Discussion forum for David Beazley

Die Threads - EuroPython 2018


#1

I just thought I would post a few followup thoughts on my “Die Threads” keynote from EuroPython 2018. A screencast is available here:

https://www.youtube.com/watch?v=U66KuyD3T0M

The interaction between async and threads is a topic that I have been exploring for a few years now, primarily in the context of the Curio project (https://github.com/dabeaz/curio). In the talk, I presented a library “thredo” (https://github.com/dabeaz/thredo) that supported a variety of features such as thread groups, thread cancellation, queues, and various magic not normally associated with threads. In reality, this was Curio in disguise–in particular, an application of Curio’s “Async Thread” feature.

You can read quite a bit about Curio, threads, and async/thread interaction at https://curio.readthedocs.io/en/latest/devel.html#programming-with-threads. In particular, pay close attention to the part about “Asynchronous Threads”. You’ll find that the “thredo” library is a tiny layer on top of this. For example, the thredo run() function merely sets up an execution environment and launches into a thread like this:

def run(callable, *args):
    async def _runner():
        t = await curio.spawn(curio.thread.thread_handler)
        try:
            async with curio.spawn_thread():
                return callable(*args)
    finally:
            await t.cancel()
    return curio.run(_runner)

Likewise, if you look at the implementation of something like the thredo.Queue object (used in the talk), it looks like this:

class Queue(object):
    def __init__(self, maxsize=0):
        self._queue = curio.Queue(maxsize)

    def empty(self):
        return self._queue.empty()

    def full(self):
        return self._queue.full()

    def get(self):
        return AWAIT(self._queue.get)

    def join(self):
        return AWAIT(self._queue.join)

    def put(self, item):
        return AWAIT(self._queue.put, item)

    def qsize(self):
        return self._queue.qsize()

    def task_done(self):
        return AWAIT(self._queue.task_done)

There is no real “implementation” here.
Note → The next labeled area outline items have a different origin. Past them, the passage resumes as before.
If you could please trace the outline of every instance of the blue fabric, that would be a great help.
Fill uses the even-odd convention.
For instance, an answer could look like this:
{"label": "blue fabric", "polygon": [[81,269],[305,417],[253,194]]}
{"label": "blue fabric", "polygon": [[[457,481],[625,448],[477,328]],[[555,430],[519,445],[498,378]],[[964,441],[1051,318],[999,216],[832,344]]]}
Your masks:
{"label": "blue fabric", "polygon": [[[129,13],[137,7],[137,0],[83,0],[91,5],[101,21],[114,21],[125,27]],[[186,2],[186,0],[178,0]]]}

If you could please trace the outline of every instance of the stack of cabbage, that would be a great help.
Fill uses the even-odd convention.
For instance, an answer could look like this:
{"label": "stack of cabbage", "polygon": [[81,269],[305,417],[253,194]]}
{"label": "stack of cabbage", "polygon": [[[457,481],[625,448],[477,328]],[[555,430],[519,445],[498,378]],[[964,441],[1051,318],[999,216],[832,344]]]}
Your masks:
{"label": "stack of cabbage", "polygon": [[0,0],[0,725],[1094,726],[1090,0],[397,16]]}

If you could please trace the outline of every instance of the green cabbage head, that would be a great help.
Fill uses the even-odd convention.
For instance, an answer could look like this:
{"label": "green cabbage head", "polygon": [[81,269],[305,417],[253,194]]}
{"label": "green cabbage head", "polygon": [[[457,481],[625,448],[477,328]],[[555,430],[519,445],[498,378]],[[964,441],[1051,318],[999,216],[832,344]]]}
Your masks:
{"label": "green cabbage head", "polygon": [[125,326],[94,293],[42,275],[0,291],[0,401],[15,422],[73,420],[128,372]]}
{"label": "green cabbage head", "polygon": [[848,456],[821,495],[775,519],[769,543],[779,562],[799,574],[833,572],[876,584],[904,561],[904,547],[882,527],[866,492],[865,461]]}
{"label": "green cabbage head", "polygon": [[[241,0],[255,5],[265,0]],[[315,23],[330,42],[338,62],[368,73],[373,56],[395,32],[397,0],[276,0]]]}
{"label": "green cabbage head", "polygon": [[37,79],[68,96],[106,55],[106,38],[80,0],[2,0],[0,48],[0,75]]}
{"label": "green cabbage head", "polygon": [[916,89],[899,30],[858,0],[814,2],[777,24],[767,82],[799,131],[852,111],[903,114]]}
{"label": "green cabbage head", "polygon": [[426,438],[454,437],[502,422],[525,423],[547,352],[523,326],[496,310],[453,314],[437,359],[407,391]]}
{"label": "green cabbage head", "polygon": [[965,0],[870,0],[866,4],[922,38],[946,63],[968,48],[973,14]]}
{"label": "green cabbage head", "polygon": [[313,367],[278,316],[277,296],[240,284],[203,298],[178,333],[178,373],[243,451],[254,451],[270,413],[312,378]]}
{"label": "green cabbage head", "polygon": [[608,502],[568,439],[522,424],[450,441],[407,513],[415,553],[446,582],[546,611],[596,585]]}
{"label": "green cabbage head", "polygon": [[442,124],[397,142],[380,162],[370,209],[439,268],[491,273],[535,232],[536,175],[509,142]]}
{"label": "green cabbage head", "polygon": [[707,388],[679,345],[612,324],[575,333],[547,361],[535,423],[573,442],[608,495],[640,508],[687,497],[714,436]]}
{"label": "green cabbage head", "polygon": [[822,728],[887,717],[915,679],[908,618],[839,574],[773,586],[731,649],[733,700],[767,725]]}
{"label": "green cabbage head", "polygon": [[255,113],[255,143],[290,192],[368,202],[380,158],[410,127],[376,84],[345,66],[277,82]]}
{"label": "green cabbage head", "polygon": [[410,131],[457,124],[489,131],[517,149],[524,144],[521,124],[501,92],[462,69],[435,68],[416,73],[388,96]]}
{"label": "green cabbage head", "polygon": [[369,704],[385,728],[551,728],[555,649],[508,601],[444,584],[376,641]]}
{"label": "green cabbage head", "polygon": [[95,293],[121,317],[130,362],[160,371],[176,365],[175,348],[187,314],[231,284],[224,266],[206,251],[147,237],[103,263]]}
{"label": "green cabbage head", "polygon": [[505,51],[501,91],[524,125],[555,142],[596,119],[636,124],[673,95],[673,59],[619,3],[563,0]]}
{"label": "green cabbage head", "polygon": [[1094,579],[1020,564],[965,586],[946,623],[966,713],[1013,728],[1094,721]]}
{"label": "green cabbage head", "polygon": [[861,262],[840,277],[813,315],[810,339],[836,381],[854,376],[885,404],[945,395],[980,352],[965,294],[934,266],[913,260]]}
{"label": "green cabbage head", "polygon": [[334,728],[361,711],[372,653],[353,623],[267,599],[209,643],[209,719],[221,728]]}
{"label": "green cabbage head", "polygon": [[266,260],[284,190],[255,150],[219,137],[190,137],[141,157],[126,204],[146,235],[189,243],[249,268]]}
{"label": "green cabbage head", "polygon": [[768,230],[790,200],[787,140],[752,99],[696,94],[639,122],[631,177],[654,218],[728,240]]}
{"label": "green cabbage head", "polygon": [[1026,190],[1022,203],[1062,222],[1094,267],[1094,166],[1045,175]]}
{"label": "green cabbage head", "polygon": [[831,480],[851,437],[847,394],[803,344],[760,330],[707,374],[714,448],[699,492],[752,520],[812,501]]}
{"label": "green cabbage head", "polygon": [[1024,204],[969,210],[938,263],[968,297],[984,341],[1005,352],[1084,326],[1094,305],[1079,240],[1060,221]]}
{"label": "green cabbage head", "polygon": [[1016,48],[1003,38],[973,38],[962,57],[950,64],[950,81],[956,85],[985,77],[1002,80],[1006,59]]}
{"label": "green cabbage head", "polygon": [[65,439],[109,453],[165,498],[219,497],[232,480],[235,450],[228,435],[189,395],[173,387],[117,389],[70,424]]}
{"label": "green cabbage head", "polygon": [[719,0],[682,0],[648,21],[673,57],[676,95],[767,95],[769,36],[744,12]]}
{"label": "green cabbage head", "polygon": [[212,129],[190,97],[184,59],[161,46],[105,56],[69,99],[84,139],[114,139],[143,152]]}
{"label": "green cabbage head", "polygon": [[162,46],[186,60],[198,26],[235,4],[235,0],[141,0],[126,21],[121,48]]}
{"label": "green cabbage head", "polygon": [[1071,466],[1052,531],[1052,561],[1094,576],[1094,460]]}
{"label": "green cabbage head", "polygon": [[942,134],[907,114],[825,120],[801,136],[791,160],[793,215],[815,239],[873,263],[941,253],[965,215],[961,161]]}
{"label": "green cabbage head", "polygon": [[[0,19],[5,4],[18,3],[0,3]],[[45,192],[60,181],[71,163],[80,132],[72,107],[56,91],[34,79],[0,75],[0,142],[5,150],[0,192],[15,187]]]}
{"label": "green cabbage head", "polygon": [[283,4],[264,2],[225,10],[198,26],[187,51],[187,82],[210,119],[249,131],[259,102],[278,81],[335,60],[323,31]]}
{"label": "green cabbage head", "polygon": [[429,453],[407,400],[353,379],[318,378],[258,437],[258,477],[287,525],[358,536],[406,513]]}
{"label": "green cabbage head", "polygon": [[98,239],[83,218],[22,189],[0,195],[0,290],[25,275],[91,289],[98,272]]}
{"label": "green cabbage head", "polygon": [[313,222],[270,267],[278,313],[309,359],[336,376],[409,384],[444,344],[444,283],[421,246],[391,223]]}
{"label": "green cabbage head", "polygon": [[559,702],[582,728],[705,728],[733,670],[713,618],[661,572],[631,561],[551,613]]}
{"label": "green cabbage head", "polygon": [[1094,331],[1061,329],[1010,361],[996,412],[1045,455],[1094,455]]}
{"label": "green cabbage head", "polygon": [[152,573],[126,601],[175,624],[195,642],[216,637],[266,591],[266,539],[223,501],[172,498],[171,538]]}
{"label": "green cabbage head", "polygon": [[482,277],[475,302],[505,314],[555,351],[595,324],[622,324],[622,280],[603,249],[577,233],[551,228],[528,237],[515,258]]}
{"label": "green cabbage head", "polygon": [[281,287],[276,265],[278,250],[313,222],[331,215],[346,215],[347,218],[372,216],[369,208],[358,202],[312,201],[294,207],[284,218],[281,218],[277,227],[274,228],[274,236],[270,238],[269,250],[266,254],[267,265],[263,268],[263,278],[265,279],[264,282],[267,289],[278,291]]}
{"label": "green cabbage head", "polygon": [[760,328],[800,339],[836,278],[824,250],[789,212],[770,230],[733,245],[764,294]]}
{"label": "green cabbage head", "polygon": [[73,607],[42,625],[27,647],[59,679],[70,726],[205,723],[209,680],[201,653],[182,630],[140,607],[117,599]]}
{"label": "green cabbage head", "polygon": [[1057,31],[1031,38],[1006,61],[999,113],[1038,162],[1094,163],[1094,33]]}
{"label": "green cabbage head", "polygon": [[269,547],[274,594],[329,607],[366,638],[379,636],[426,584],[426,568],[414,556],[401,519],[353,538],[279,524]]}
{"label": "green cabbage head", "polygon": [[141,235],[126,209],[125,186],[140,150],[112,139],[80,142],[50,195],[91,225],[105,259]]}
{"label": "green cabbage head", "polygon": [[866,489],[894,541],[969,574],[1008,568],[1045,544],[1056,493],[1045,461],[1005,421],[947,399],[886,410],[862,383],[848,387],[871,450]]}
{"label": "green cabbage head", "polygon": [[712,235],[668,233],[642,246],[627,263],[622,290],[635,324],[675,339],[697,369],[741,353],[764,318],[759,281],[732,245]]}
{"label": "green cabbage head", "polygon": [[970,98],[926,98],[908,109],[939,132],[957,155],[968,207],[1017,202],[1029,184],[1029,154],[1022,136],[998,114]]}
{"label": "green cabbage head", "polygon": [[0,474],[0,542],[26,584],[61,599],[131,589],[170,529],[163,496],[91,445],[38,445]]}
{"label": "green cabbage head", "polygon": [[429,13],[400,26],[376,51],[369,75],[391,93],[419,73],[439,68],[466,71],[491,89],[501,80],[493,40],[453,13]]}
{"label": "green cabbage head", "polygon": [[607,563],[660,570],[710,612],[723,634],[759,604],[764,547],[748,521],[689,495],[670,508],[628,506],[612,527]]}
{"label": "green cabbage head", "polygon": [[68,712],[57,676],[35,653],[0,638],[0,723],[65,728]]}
It’s purely an abstraction layer on top of curio.Queue with some magic AWAIT functions thrown in for good measure. What’s AWAIT you ask? It delegates the operation over to the async event loop. There are some fiddly bits involved there, but behind the scenes, every real thread has a backing coroutine with which it communicates. That coroutine is responsible for managing blocking, but also other aspects of thread-async interaction (i.e., communicating requests, getting results, handling cancellation, etc.). All of this is really the whole nugget of the idea presented in the talk–that you can build a threading library where blocking operations are handled in an async library as opposed to blocking in the operating system kernel. By blocking in an async library in this way, you get all of the fancy new magic like task groups, cancellation, and more. AWAIT is what enables that on the thread side.

Although thredo is implemented on Curio, there’s no real reason why you couldn’t make something similar work on other async libraries. The key concept that if a thread is going to block, you just make sure it happens on an async event loop, not in the OS. In other words, if you want make a “modern” thread library, you’d implement it on top of async, because, well, of course you would!